Ticketmaster Defends Bruce Springsteen Ticket Prices That Reached $5,000
A couple of weeks ago, Bruce Springsteen announced plans to tour North America with his E Street Band for the first time since 2016. Pretty exciting! But some fans were considerably less excited when they logged on to the Ticketmaster website to buy tickets last week. Tickets for the Springsteen shows varied in price, but some of the “platinum” tickets cost as much as $5,000 when they first went on sale. Those astronomical prices are part of Ticketmaster’s “dynamic pricing” model, and Ticketmaster has now attempted to defend this extreme new level of gouging.
“Dynamic pricing” is supposedly Ticketmaster’s way of squeezing out scalpers and sites like StubHub and SeatGeek. The idea is that Ticketmaster can charge a ton for tickets when they first go on sale, and if the tickets are still available a while later, the prices might drop. This basically means that Ticketmaster is scalping its own tickets. The practice has been pissing off ticket-buyers for a few years, but $5,000 for a Springsteen show seems like some absolutely insane new level of greed.
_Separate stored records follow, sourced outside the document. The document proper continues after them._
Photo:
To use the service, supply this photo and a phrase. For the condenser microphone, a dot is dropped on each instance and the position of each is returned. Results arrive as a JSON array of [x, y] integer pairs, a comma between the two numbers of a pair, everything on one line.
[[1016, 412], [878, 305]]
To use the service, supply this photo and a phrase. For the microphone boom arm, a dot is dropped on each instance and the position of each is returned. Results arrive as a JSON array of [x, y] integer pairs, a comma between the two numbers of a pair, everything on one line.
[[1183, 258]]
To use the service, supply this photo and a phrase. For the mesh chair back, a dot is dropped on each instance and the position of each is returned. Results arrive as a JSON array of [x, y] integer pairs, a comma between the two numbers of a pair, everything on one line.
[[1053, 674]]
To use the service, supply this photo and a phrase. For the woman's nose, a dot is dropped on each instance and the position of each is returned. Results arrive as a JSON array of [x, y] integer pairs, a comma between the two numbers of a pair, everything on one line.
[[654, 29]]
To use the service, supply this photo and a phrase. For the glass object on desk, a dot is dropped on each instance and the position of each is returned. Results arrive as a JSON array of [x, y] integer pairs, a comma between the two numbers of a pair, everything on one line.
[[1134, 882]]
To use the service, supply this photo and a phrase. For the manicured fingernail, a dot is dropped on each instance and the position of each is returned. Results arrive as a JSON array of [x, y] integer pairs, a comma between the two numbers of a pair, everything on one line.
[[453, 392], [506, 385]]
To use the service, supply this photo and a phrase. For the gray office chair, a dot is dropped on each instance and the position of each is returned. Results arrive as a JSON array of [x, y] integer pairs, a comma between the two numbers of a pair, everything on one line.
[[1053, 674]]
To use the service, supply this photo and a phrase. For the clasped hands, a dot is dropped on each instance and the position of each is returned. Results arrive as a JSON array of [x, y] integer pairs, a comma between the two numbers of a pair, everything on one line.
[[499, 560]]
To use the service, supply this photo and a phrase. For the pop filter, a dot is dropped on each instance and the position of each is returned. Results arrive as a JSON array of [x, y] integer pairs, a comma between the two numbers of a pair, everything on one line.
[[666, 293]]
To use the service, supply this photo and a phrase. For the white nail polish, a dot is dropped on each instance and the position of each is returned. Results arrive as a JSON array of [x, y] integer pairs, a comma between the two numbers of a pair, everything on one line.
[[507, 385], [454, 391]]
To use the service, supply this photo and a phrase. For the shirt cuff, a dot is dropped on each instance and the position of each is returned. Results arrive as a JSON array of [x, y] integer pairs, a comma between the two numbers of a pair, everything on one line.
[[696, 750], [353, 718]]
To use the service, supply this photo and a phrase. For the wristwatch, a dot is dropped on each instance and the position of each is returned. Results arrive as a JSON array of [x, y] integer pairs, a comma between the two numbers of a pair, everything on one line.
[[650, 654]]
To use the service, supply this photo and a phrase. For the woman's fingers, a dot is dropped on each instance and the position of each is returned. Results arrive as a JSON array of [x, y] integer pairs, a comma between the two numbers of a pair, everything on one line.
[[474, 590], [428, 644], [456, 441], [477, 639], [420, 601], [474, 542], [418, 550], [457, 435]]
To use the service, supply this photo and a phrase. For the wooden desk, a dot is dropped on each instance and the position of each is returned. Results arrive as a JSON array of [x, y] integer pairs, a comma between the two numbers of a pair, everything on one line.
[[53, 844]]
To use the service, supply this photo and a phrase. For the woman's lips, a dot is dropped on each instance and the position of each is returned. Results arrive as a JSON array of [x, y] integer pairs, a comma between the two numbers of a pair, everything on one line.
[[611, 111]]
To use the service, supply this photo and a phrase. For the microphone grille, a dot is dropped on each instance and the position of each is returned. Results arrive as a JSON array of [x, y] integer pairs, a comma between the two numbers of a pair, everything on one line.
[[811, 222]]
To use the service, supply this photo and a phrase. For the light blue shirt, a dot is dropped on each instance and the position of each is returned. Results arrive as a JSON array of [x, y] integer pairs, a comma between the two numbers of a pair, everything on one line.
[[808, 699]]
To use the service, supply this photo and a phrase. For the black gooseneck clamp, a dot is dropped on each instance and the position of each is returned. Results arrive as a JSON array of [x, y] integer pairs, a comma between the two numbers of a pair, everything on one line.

Now, as Variety reports, Ticketmaster is defending the whole Springsteen boondoggle, claiming that only 11.2% of the Springsteen tickets sold last week were platinum and that only 1.3% were $1,000 or more. The company also claims that the average Springsteen ticket sold for $262 — which, it’s worth noting, is still very expensive, albeit not used-car expensive. Reps for Springsteen’s tour production company have confirmed that Ticketmaster’s numbers there are accurate.
Ticketmaster also claims that “prices and formats are consistent with industry standards for top performers.” Variety speculates that Ticketmaster made this statement because there’s been so much online backlash and because they want people to still try to buy tickets for the tour, some of which haven’t gone on sale yet.
It’s worth mentioning that Springsteen sold his masters and his publishing rights to Sony last year; the deal was worth a reported $500 million. So Bruce Springsteen doesn’t need your $5,000.